Global travel can also mean that virus-carrying mosquitoes are inadvertently transported to continents outside of Africa and the Middle East, infecting mosquito species and imported animals in other regions such as Asia, Europe, and the Americas. Since the virus can be asymptomatic in livestock, if it were imported it could spread rapidly undetected until it led to large numbers of sudden deaths in livestock and loss of livestock pregnancies. This would increase the risk of cases and deaths in people.

How is it spread? People generally become infected through contact with infected livestock such as cows, sheep, camels and goats, for example while slaughtering animals, through veterinary treatment or the disposal of animal carcasses. Thus, people at highest risk are herders, farmers, slaughterhouse workers and veterinarians. However, there are also around 50 mosquito species that can spread the virus, especially Aedes, Anopheles and Culex; these mosquito species also transmit diseases such as Dengue fever and malaria. Although there have been no known cases so far of the virus spreading between humans, it is theoretically possible that the virus could spread from infected patients to healthcare workers through contact with infected blood or tissues (similarly to the way diseases like Ebola are spread).

Case fatality rate: The case fatality rate on average is less than 1%, but people who develop severe disease can be left with debilitating permanent symptoms.

Incubation period: The virus incubates for 2-6 days.
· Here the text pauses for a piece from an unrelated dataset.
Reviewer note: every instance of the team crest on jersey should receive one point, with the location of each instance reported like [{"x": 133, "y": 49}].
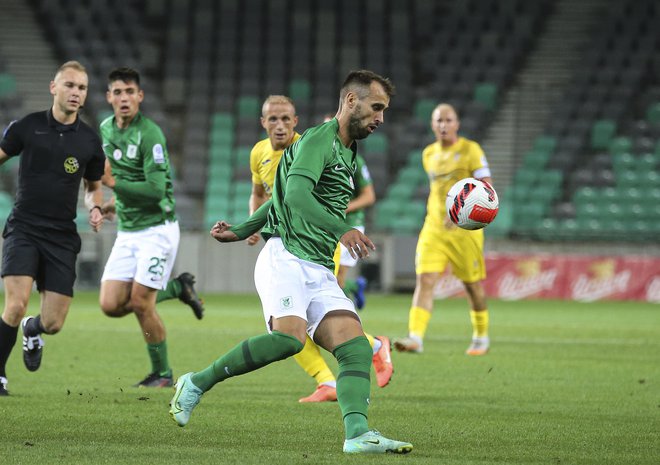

Symptoms: People with a mild form of disease have fever, muscle pain, joint pain and headache. Some develop neck stiffness, sensitivity to light, loss of appetite and vomiting, which can lead to people being misdiagnosed with meningitis. People who develop severe disease can have eye disease that includes retinal lesions and a permanent loss of vision. They might develop meningoencephalitis that can lead to memory loss, hallucinations, vertigo, lethargy or even a coma, and the disease can cause permanent neurological disease. The third form of severe disease is haemorrhagic fever which starts with liver impairment, such as jaundice. It can lead to typical symptoms of internal haemorrhage, such as vomiting blood and bleeding from various orifices. When people develop haemorrhagic disease, they have a 50% change of dying.

Diagnosis: Haemorrhagic fevers like Rift Valley fever and Ebola can be difficult to distinguish from each other, as well as from other diseases that also cause fever and muscle ache, such as malaria or typhoid fever. Definitive diagnosis requires specialist laboratories, and needs to be tested with reverse transcriptase polymerase chain reaction (RT-PCR) assay, IgG and IgM antibody enzyme-linked immunosorbent assay (ELISA) or virus isolation by cell culture.

Are there vaccines or treatments, or ongoing R&D?

There are no specific treatments for Rift Valley fever. Mild cases often don’t need treatment, and for more severe cases the predominant treatment is general supportive therapy. An inactivated vaccine has been developed but is not licensed and is not commercially available, though it has been used experimentally to protect veterinary and laboratory personnel at high risk of infection. Since this type of vaccine would require repeated doses to maintain immunity, research into other vaccines is underway, including two supported by the Coalition for Epidemic Preparedness Innovations (CEPI) that are in clinical stage of development.

How could we lower the risk of it becoming a pandemic?

To reduce the risk of infection from animals, people handling animals need to practice safe animal husbandry and slaughtering practices, and anyone consuming animal products, including blood, milk or meat, should ensure they are properly processed or cooked. To avoid infection from mosquitoes, people need to use insecticide-treated bed nets, use repellent and try not to be outside during peak biting times of the mosquitoes that spread infection. Perhaps the biggest pandemic risk comes from climate change and the shift of mosquito habitats, which means that forecasting of climatic conditions likely to cause a spike in outbreaks and surveillance of the spread of mosquito species will be important. Early warning systems will be vital in dealing with outbreaks early on to avoid them escalating into epidemics or pandemics.